Marijuana Legislation in Texas
Texas is starting to catch up to other states that have decriminalized marijuana. Well, hopefully. On Friday of last week the Texas House of Representatives passed HB 441 (with a vote of 88 to 40) which would essentially decriminalize a small amount of cannabis. The bill would make the possession of up to one ounce of pot a Class ‘C’ Misdemeanor, which means no jail time. This bill also prevents police from arresting anyone with less than one ounce.
A 2020 report from the American Civil Liberties Union showed that African Americans in Texas were 2.6 times more likely to be arrested for cannabis possession in 2018 compared to Whites, even though both groups use the drug similarly nationwide. In both 2018 and 2019, around 30% of those arrested for marijuana possession in Texas were African American despite making up only 12% of the population. This problem is seen throughout the US, but bills like this are definitely a step in the right direction.
Heather Fazio, president of Texans for Responsible Marijuana Policy said, “Texas cannabis bills are on the move and it’s exciting to see bipartisan support for HB 441, which has been carefully crafted to eliminate the threat of arrest and jail time for marijuana possession.

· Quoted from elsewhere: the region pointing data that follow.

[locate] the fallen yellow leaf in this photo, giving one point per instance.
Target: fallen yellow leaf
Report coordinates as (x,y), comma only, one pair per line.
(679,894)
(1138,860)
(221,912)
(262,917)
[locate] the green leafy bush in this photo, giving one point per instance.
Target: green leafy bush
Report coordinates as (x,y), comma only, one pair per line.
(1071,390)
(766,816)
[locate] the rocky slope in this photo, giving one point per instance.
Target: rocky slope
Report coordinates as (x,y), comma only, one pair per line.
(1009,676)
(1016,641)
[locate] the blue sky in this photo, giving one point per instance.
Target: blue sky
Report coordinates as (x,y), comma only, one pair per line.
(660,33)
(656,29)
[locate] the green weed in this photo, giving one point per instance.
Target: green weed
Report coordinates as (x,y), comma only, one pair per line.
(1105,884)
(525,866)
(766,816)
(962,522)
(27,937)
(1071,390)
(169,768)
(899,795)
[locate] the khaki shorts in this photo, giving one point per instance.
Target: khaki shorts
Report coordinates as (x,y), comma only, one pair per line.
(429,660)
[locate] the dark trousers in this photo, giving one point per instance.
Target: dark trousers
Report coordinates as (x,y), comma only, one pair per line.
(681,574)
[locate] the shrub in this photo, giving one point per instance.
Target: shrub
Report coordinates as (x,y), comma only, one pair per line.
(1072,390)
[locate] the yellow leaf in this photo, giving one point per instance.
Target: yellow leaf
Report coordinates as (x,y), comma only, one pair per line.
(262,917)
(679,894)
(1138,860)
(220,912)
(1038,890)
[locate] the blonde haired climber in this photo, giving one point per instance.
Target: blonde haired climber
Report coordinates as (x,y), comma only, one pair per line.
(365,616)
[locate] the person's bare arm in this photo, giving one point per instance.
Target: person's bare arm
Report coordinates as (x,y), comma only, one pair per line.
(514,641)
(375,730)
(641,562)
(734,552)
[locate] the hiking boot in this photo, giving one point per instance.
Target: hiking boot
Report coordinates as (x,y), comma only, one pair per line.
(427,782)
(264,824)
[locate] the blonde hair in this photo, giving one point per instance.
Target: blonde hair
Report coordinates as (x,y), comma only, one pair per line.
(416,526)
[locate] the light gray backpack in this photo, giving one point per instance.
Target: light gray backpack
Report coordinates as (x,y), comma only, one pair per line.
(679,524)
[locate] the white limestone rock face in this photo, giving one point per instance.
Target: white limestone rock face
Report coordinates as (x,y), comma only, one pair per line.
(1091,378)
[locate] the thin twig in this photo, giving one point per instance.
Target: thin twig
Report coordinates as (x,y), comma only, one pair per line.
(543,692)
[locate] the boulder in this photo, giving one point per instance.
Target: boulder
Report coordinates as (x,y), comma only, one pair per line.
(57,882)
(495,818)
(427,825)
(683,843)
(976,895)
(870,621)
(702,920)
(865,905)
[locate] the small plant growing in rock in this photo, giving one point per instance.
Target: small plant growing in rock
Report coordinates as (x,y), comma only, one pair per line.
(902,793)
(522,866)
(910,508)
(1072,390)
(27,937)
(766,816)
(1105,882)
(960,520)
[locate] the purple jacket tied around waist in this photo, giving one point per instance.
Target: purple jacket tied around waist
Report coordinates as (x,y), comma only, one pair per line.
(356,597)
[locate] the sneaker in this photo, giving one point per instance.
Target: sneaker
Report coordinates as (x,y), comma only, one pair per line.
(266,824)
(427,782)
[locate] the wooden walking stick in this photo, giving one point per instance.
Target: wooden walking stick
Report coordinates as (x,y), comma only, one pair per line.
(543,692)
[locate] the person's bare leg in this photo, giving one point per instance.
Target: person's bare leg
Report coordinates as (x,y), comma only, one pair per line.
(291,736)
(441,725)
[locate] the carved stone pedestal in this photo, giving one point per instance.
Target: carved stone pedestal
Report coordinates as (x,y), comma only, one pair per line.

Advocates are already gearing up for action in the Senate. If given a fair shot, HB 441 could earn enough support to pass into law.” We appreciate all marijuana enthusiasts who promote cannabis activism throughout the country.
The Hardships With Marijuana Legalization in Texas
The biggest challenge ahead of HB 441 is the Senate vote. As previously stated, there was a similar bill that passed the House in 2019 but did not pass the Senate. This was because of Lt. Gov. Dan Patrick (R), who presides over the Senate. He has continued to kill efforts to reform cannabis laws in the state, raising the question, “Will this pass in the Senate?”
The Lt. Governor was once quoted as saying, “We’re always listening on the health issues, but we’re not going to turn this into California, where anybody can get a slip from the doctor and go down to some retail store and say, ‘You know, I got a headache today so I need marijuana,’ because that’s just a veil for legalizing it for recreational use.” And it doesn’t seem his mind has changed much on the issue, but we can certainly hope he’ll come around.